The shareholders have said Michael Dell's offer undervalues
the company and have pledged to vote against the deal, which
requires a majority of shareholders, excluding the founder, to
"We are pleased that the alternative proposals submitted to
the Dell Special Committee are structured to give shareholders
the opportunity to continue to participate in the company's
future prospects, while also providing a higher cash component
for shareholders who choose to exit their investment,"
Southeastern said in a statement.
Under Icahn's proposal, Dell shareholders will have a choice
of electing cash or stock, but there would be a cap on the
amount of cash they could get, the source said.
In other words, if all Dell shareholders chose to cash out,
they could only sell 58 percent of their stock, retaining the
other 42 percent that will remain publicly traded.
Icahn is being advised by investment bank Jefferies Group
Inc. He plans to fund his bid with his own money, Dell's cash as
well as new debt.
The investor, who has taken a stake in Dell, earlier this
month demanded Dell pay out $15.7 billion in special dividends.
He is no longer asking for that, the source said. Jefferies
declined to comment on Sunday.
Blackstone recently hired Dell's former vice president of
corporate strategy, David Johnson.
Under Blackstone's proposal, Dell also would have a certain
amount of stock publicly traded. But unlike the Icahn proposal,
Blackstone has proposed buying out any shareholder that wants to
cash out of Dell.
Blackstone is being advised by Morgan Stanley, which
has also given it a highly confident letter of financing, the
source said. Morgan Stanley declined to comment on Sunday.
There have also been some conversations about the Blackstone
group selling Dell's financial services business, but that is
not part of the current proposal, the source said.
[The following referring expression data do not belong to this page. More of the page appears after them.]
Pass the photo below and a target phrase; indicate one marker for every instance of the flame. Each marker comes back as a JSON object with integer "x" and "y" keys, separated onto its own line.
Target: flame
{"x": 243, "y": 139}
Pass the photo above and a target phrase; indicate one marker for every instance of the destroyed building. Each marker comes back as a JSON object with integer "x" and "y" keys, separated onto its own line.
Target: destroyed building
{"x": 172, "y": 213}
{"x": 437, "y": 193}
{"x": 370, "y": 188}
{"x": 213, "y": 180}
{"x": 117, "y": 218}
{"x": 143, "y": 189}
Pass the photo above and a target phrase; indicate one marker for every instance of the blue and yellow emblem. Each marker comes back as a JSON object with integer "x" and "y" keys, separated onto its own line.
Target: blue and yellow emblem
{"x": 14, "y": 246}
Dell was regarded as a model of innovation as recently as
the early 2000s, pioneering online ordering of custom-configured
PCs and working closely with Asian component suppliers and
manufacturers to assure rock-bottom production costs.
But as of 2012's fourth quarter, Dell's share of the global
PC market had slipped to just above 10 percent from 12.5 percent
a year earlier, according to research house IDC.
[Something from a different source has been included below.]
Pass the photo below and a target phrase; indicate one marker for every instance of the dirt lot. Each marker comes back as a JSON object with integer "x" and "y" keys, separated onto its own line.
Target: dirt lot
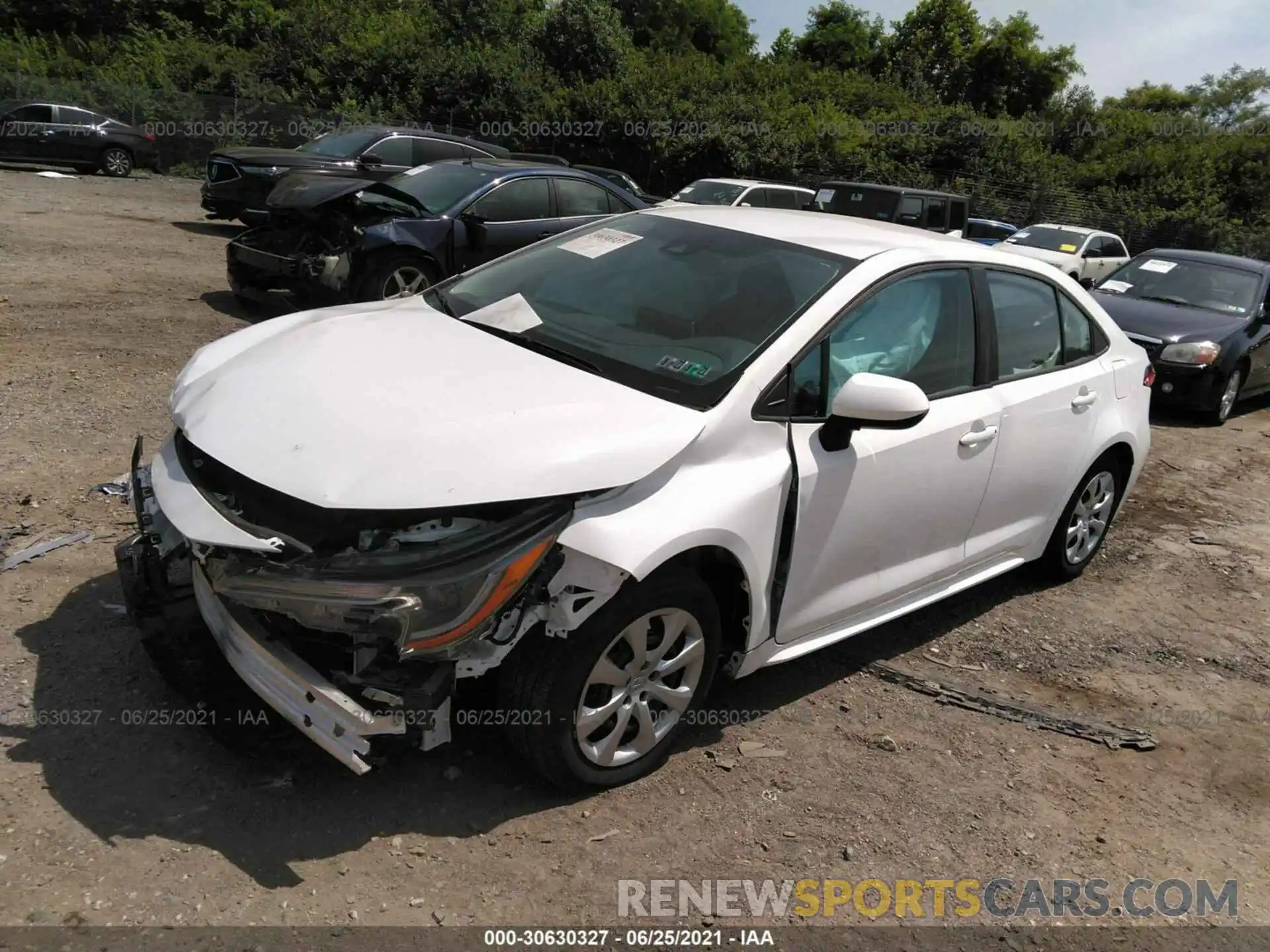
{"x": 106, "y": 290}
Competing successfully against incumbents, including IBM
and Hewlett-Packard, will not be easy no matter
what the corporate structure.
A source earlier said that Dell had slashed its internal
forecast for fiscal 2013 operating profit to about $3 billion -
down sharply from the $3.7 billion it had predicted previously.
The source added that more details will be revealed in a proxy
filing which is expected by the end of this week.
Meanwhile, if the special committee of the board decides
that either - or both - of the rival bids for Dell are
reasonably likely to lead to superior offers, Icahn and
Blackstone will have to present firm bids for Dell. The
negotiations are likely to take weeks, the source said.
At that point, the special committee will again need to
decide whether the firm bids from Icahn and Blackstone, which
include features such as committed financing, were superior to
the Silver Lake-Michael Dell agreement.
If they are superior, Silver Lake and Michael Dell will get
one shot at revising their original bid. Unlike most other
go-shop processes, where the original bidders get several
chances to match rival bids, Dell has given its founder and
Silver Lake the right to do so only once.